The only testimony establishing that the defendant hit the victim came from the victim himself. He testified that the defendant "smacked" him in the face and that soon thereafter the defendant’s father also struck him in the face. He did not identify who broke his nose. The police drove by the scene and asked the victim whether there was a problem. The victim told them he was "fine" and they drove away. Subsequently, the defendant’s father approached the victim and apologized for breaking his nose.

The doctor who examined the victim could only deduce that blunt trauma had caused the broken nose. The doctor did conclude, however, that if it was caused by a punch, the injury was consistent with a left-handed individual striking the victim’s nose. The defendant is right-handed. The defendant’s father testified that he was not strong enough to break the victim’s nose; his observation, however, was not corroborated. In the context of all the evidence, his testimony was not sufficient to establish the defendant’s culpability beyond a reasonable doubt.

Taking all the evidence in the light most favorable to the State, it cannot be said beyond a reasonable doubt that the circumstantial evidence necessarily excluded the rational inference that someone other than the defendant, namely, his father, caused the victim’s broken nose. Indeed, when the trial court denied the defendant’s motion for a directed verdict, it recognized the very real possibility that the defendant’s father alone broke the victim’s nose.

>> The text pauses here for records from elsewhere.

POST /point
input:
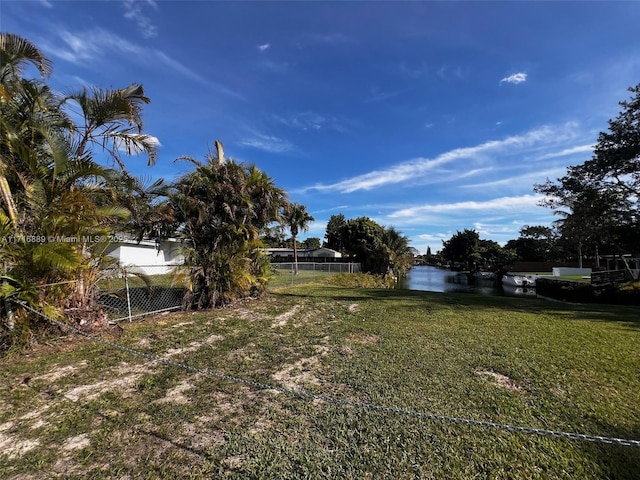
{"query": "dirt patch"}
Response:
(177, 393)
(60, 372)
(500, 380)
(363, 339)
(181, 324)
(193, 346)
(281, 320)
(127, 378)
(11, 446)
(296, 375)
(76, 443)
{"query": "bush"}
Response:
(614, 294)
(357, 280)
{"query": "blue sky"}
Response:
(431, 117)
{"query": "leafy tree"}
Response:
(599, 199)
(362, 238)
(297, 219)
(461, 250)
(535, 244)
(467, 251)
(398, 255)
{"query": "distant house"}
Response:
(304, 254)
(149, 256)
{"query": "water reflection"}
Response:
(433, 279)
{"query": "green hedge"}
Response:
(587, 293)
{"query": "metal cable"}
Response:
(343, 401)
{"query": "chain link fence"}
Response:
(127, 292)
(285, 273)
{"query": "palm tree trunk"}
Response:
(579, 254)
(295, 254)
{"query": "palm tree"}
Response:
(297, 218)
(50, 185)
(221, 208)
(113, 121)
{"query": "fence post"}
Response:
(126, 284)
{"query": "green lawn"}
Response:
(75, 408)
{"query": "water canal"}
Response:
(433, 279)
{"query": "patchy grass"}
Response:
(80, 409)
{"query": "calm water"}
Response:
(434, 279)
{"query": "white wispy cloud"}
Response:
(422, 169)
(516, 78)
(516, 182)
(267, 143)
(378, 96)
(134, 12)
(90, 47)
(334, 38)
(517, 203)
(312, 121)
(569, 151)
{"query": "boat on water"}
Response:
(520, 280)
(514, 291)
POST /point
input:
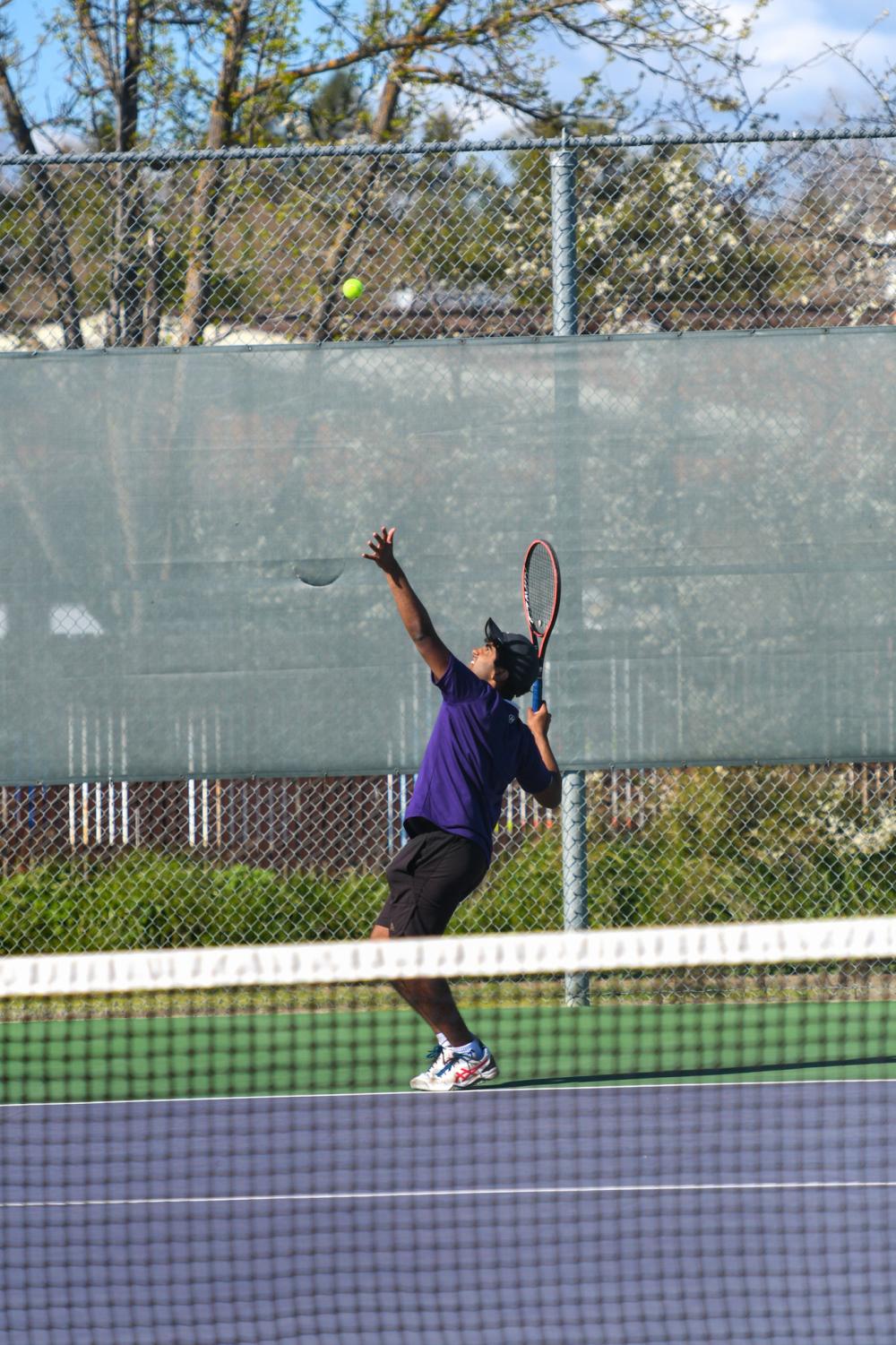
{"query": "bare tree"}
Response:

It is not lost on us that this was prosecuted as an accomplice liability case because, as the trial court expressed, the factual scenario was precisely one "where it may not be entirely clear which of the defendants committed the single act which may have caused the serious bodily injury." Regardless of the trial court’s suspect instruction on second degree assault that may have impermissibly amended the complaint, based upon the record, it remains unclear which of the defendants caused the vicitim’s broken nose.

While the evidence may have been enough to find the defendant guilty of accomplice liability, for which he was acquitted, it was not enough to sustain a conviction for second degree assault. Because we reverse the defendant’s conviction on the above stated grounds, we need not address his remaining arguments.

Reversed.

HORTON, J., sat for oral argument but retired prior to the final vote; DALIANIS, J., concurred; GROFF, J., superior court justice, specially assigned under RSA 490:3, concurred.